When the plaintiffs filed a complaint for civil conspiracy and abuse of process against their defendant sisters and their former counsel in December 2010, the defendants argued that the cause of action accrued by January 14, 2010, two years after the defendants filed a petition to remove James Beasley Jr. and Pamela Beasley as executors of their father’s estate and the plaintiffs would have been aware who the defendants’ lawyers were.
James C. Stroud and Elizabeth A. Johns of Rawle & Henderson, on behalf of Young Ricchiuti, and Joseph R. Viola P.C., on behalf of Nancy Beasley and Lynn Hayes, said in a motion for summary judgment that “rather than identify a specific filing which allegedly abused the legal process, plaintiffs’ claim for abuse of process is based solely on YRCH’s representation of Nancy and Lynn in the Orphans’ Court.”
Further, the defendants said that the claim for abuse of process began to run at the latest by April 30, 2008, which was when the plaintiffs expert issued his report about the allegedly conflicted representation and when “plaintiffs were in possession of all facts which allegedly gave rise to their claim.”

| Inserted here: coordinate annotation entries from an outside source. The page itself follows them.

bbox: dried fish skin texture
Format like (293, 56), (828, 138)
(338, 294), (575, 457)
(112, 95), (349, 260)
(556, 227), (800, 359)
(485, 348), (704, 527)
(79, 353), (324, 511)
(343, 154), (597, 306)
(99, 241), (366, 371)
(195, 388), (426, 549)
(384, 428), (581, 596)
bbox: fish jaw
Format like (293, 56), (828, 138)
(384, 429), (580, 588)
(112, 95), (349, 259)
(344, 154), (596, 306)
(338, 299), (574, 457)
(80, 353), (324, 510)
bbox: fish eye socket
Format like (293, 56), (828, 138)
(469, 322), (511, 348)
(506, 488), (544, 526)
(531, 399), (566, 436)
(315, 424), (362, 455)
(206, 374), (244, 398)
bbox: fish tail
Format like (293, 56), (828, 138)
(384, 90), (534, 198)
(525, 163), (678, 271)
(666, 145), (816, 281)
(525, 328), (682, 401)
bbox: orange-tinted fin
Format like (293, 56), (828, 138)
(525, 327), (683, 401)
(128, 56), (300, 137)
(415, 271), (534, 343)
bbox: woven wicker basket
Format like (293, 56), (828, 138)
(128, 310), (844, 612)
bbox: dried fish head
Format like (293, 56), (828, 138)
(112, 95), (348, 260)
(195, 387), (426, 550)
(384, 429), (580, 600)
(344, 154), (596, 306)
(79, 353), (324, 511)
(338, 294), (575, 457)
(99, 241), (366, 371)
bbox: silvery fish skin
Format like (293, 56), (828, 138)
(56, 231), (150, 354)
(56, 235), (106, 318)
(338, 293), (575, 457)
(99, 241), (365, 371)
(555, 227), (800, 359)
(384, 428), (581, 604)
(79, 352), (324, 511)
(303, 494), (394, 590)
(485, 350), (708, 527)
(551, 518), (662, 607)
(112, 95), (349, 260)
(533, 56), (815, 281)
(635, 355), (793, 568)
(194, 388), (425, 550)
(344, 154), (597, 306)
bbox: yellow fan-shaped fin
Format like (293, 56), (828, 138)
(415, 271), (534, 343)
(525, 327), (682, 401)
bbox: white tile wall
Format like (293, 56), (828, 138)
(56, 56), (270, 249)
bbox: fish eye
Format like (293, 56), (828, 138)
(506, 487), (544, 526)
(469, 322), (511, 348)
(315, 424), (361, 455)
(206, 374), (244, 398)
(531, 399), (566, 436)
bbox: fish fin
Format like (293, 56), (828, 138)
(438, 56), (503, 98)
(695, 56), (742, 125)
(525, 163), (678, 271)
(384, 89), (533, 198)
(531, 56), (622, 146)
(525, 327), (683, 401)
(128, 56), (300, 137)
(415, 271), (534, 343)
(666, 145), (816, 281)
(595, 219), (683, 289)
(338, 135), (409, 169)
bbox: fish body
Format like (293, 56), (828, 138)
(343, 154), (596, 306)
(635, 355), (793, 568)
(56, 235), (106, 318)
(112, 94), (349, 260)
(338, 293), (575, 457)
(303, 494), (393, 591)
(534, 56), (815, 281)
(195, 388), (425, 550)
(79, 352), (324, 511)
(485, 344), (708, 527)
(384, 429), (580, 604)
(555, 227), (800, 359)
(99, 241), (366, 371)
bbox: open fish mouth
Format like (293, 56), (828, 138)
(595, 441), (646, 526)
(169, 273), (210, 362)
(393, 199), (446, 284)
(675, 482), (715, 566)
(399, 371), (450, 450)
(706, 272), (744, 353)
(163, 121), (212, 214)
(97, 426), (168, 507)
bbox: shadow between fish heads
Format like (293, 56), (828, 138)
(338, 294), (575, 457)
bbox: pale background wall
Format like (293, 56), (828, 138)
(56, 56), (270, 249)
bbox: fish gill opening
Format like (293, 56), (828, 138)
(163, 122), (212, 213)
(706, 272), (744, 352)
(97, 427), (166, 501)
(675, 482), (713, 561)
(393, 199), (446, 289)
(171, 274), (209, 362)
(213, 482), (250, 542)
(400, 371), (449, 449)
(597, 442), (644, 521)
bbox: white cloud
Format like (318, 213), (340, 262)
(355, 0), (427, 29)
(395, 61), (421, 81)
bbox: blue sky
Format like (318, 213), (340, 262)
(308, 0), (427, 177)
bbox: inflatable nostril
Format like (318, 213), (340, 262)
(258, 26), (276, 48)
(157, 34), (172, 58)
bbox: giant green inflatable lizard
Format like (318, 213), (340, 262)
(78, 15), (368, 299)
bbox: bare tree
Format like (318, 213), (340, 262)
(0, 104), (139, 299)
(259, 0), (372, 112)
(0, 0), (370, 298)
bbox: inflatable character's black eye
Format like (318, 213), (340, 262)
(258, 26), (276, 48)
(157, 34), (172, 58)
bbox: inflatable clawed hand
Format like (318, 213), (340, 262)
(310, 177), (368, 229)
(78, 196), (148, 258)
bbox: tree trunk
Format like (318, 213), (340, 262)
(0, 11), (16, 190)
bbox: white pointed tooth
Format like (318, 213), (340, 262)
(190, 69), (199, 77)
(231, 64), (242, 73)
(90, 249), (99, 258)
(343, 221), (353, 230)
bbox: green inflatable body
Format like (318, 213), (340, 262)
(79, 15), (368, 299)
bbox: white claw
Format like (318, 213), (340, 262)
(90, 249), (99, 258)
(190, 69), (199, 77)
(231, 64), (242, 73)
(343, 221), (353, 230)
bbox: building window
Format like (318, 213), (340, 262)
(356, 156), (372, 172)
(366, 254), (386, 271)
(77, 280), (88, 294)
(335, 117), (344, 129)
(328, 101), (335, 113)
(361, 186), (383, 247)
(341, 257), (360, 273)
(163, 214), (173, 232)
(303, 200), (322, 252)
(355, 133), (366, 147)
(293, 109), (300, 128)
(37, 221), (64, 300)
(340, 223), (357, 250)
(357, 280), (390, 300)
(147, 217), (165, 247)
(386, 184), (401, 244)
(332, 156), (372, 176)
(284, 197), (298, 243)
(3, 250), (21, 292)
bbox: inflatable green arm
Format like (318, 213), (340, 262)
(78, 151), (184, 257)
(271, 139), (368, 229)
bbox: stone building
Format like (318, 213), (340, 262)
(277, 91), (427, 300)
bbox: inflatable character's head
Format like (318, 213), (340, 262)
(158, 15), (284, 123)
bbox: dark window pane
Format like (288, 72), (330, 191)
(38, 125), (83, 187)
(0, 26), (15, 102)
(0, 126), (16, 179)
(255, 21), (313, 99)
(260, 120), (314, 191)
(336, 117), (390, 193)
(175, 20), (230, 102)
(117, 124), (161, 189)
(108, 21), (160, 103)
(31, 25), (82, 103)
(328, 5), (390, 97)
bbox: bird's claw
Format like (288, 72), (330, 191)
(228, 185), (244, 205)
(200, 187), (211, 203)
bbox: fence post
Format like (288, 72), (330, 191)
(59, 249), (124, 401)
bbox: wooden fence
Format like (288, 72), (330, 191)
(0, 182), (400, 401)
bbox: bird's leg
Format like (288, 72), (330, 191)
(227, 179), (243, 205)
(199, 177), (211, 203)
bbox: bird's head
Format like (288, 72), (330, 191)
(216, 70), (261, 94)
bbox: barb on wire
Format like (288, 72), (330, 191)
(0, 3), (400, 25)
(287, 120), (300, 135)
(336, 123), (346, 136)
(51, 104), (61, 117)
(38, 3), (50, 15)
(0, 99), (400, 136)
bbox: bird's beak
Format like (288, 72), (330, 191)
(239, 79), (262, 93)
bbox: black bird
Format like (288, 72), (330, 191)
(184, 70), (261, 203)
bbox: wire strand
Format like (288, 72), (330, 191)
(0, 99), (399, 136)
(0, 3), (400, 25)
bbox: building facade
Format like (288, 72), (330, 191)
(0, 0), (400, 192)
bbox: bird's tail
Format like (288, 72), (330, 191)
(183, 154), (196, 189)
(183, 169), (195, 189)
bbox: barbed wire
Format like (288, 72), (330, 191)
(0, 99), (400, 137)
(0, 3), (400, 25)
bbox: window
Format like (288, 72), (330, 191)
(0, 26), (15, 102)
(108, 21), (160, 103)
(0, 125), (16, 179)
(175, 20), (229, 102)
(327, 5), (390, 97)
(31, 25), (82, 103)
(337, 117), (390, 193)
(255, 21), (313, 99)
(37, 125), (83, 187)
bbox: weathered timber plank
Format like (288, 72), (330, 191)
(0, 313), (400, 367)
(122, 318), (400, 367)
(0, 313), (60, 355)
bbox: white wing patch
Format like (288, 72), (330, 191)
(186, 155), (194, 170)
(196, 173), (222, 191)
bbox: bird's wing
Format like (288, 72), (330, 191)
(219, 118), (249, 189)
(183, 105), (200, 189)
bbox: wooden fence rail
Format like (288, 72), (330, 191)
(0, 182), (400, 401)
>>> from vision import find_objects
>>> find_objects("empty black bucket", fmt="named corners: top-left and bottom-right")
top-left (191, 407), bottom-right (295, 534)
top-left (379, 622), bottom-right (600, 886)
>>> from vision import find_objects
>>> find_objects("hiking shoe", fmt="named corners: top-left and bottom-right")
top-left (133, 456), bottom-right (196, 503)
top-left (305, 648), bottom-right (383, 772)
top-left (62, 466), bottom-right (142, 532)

Dion G. Rassias, David A. Yanoff and Maxwell S. Kennerly of the Beasley Firm said in their opposition to the motion for summary judgment that the course of conduct, “undertaken and enabled” by Young Ricchiuti’s representation, was still within the statute of limitations because “the word ‘process’ as used in the tort of abuse of process has been interpreted broadly, and encompasses the entire range of procedures incident to the litigation process.”
The plaintiffs rejected that by “imputing all acts, plaintiffs have imputed none,” their papers said.
The plaintiffs argued that the abuse of process, allegedly furthered by Young Ricchiuti’s representation, “terminated only with the termination of that representation, by the withdrawal, docketed on January 11, 2010.”
The judge ruled that the plaintiffs’ cause of action for civil conspiracy and for abuse of process are time-barred.
Regarding the claim of civil conspiracy, Snite opined that the claim for conspiracy is based upon the alleged abuse of process and the last “overt act committed in furtherance of the conspiracy” was the entry of appearance of Young Ricchiuti into the Montgomery County Orphans’ Court on January 14, 2008.
Snite rejected that the continuing violations doctrine equitably tolled the statute of limitations.
“Merely because Erbstein and Young’s representation of Hayes and Beasley continued does not excuse plaintiffs from taking any action at the time they became aware they were harmed, the date Erbstein and Young entered their appearance,” Snite said. “It was at this time plaintiffs knew or should have known defendants were allegedly abusing the process or conspiring to abuse process by engaging counsel with an alleged conflict of interest.”
The opinion in Beasley v. Young Ricchiuti Caldwell & Heller was issued August 2 and the appeal was filed Thursday.
Stroud and Yanoff did not respond to requests for comment.